Two recent news stories show how sensitive social science is to issues of data quality. According to John Kennedy and Shi Yaojiang, a large share of the missing women in China actually aren’t missing at all. Instead, their parents and local officials either never registered their births or registered them late. Vincent Galoso reports that Cuba’s remarkable infant mortality rate is partly attributable to doctors re-coding deaths in the first 28 days of life as deaths in the last few weeks of gestation.
Both of these data problems affect important scientific debates. The cost-effectiveness of Cuban health care is the envy of the world and has prompted research into how they do it and discussions of how we should trade off freedom and health. China’s missing women are an even bigger issue. Amartya Sen’s original book on the topic has over 1000 citations, and there are probably dozens of lines of research studying the causes and consequences of missing women – many of whom may in fact not be missing at all.
I am not sure that either of these reports is totally correct. What I am sure about is that each of these patterns must be going on to some extent. If officials in China can hit a heavily-promoted population target by hiding births, of course some of them will do so. Likewise, if parents can avoid a fine by lying about their kids, they are going to do that. And in a patriarchal culture, registering boys and giving them the associated rights makes more sense than registering girls. The same set of incentives holds in Cuba: doctors can hit their infant mortality targets either by improving health outcomes, by preventing less-healthy fetuses from coming to term, or by making some minor changes to paperwork. It stands to reason that people will do the latter at least some of the time.
Morton Jerven points out a similar issue in his phenomenal work Poor Numbers. Macroeconomic data for Africa is based on very spotty primary sources, and the resulting public datasets have errors that are driven by various people’s incentives – even the simple incentive to avoid missing data. These errors have real consequences: there is an extensive literature that uses these datasets to estimate cross-country growth regressions, which have played an important role in policy debates.
At my first job after college, my boss, Grecia Marrufo, told me that variables are only recorded correctly if someone is getting paid to get them right. She was referring to the fact that in health insurance data, lots of stuff isn’t important for payments and so it has mistakes. There is a stronger version of this claim, though: if someone is being coerced to get data wrong, the data will be wrong. And anytime people’s incentives aren’t aligned with getting the right answers, you will get systematic mistakes. I’ve seen this myself while running surveys; due to various intrinsic and extrinsic motivations, enumerators try to finish surveys quickly and end up faking data.

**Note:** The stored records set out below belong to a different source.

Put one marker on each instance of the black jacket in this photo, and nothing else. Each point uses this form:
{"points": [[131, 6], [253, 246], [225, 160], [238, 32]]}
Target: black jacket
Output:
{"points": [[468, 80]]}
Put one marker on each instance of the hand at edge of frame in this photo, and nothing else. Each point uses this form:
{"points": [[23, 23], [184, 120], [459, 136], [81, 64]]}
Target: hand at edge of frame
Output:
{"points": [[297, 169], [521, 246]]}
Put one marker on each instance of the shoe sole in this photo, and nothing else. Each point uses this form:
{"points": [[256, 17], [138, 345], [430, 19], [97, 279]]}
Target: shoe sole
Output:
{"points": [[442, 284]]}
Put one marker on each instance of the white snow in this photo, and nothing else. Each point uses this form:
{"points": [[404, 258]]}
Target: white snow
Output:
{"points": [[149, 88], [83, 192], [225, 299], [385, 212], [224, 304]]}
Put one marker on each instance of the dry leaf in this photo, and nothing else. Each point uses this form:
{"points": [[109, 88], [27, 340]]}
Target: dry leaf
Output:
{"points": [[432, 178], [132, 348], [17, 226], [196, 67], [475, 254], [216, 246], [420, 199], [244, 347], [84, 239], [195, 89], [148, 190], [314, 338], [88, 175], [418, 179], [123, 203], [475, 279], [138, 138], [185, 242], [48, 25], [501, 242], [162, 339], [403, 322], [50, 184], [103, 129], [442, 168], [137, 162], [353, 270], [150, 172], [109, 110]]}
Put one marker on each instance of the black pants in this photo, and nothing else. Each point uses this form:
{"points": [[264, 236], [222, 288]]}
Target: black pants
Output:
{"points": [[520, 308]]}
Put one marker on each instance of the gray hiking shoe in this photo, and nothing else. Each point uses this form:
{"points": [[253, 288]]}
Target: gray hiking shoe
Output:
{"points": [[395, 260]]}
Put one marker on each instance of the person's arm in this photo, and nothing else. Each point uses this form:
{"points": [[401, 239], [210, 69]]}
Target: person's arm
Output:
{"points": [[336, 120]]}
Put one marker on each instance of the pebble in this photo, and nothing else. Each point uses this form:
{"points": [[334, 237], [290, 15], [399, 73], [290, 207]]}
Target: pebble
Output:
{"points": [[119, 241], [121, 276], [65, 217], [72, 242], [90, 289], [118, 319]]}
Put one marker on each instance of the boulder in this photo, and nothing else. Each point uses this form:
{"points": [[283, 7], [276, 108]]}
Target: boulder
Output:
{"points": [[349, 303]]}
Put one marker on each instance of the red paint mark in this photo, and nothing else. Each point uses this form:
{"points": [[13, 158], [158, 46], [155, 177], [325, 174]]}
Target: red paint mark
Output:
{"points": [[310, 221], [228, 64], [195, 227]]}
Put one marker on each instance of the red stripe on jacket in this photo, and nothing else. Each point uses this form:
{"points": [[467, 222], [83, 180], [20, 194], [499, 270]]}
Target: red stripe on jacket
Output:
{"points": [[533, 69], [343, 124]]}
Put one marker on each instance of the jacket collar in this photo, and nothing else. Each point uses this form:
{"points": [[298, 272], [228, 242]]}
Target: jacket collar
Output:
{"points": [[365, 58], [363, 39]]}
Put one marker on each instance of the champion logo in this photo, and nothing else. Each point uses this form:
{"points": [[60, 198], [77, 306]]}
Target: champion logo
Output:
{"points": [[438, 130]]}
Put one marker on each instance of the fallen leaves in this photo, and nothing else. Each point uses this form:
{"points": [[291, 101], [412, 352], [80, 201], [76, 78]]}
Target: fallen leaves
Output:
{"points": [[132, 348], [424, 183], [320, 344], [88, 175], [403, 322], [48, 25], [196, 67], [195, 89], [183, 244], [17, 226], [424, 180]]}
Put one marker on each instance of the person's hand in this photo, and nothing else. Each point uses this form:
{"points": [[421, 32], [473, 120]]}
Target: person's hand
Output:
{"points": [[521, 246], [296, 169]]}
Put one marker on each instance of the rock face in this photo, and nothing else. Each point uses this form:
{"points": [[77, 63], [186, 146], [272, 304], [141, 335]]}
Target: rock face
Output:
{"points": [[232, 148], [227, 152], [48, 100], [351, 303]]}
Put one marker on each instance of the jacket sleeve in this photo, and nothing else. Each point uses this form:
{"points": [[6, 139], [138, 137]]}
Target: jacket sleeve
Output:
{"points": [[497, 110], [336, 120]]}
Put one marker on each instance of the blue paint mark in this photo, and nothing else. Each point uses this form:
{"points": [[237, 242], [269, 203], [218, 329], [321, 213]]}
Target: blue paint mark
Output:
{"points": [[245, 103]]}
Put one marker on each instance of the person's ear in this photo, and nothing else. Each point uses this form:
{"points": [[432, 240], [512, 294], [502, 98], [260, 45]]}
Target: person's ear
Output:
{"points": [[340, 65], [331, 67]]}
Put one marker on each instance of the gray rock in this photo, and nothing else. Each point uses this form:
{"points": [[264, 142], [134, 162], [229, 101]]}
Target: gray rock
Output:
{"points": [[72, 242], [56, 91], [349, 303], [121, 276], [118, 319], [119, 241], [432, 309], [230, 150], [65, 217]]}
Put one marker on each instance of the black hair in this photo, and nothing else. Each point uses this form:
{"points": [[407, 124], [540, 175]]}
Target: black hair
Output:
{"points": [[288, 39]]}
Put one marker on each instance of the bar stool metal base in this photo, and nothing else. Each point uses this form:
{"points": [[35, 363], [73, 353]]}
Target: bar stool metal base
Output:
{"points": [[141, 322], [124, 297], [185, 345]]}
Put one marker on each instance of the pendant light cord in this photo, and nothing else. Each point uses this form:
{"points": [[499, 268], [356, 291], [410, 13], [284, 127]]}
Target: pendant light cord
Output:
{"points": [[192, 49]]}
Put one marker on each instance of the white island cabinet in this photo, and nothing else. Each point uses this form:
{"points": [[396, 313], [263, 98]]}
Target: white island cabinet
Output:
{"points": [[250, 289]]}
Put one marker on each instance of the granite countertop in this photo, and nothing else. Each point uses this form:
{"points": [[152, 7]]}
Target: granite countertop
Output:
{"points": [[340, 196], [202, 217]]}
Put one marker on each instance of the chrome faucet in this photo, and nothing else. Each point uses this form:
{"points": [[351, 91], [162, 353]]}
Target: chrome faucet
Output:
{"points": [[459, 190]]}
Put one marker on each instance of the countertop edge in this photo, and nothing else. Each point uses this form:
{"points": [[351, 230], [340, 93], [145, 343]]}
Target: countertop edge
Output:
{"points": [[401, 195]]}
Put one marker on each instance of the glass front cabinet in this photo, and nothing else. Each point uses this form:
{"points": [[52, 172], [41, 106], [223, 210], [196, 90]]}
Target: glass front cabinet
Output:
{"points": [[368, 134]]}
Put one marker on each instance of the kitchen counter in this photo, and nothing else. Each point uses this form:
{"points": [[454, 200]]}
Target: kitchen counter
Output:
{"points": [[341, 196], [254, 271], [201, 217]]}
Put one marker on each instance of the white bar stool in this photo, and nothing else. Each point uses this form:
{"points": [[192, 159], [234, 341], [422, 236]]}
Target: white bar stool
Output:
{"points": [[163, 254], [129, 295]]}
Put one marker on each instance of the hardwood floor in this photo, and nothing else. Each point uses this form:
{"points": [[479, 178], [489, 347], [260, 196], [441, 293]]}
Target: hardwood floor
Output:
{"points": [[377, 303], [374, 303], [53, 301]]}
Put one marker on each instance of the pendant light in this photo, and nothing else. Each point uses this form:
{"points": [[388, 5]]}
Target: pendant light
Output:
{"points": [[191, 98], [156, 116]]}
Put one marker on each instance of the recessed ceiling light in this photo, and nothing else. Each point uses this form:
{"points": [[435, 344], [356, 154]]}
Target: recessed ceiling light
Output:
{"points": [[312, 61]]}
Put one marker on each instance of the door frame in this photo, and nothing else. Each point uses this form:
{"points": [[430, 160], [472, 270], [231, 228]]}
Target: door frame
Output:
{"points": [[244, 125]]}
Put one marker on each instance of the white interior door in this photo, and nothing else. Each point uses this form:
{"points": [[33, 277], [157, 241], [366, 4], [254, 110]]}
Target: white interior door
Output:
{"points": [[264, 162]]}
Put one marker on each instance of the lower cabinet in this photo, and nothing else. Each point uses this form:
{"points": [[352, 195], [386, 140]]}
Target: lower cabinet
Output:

I’m not sure there is anything we can do to prevent fake data from corrupting social scientific research, but I have a couple of ideas that I think would help. First, always cross-check data against other sources when you can. Second, use primary data – and understand how it was collected, by whom, and for what reason – whenever possible. Neither of these can perfectly protect us from chasing fake results down rabbit holes, but they will help a lot. In empirical microeconomics, I have seen a lot of progress on both fronts: important results are debated vigorously and challenged using other data, and more people are collecting their own data. But we still have to be vigilant, and aware of the potential data reporting biases that could be driving results we regard as well-established.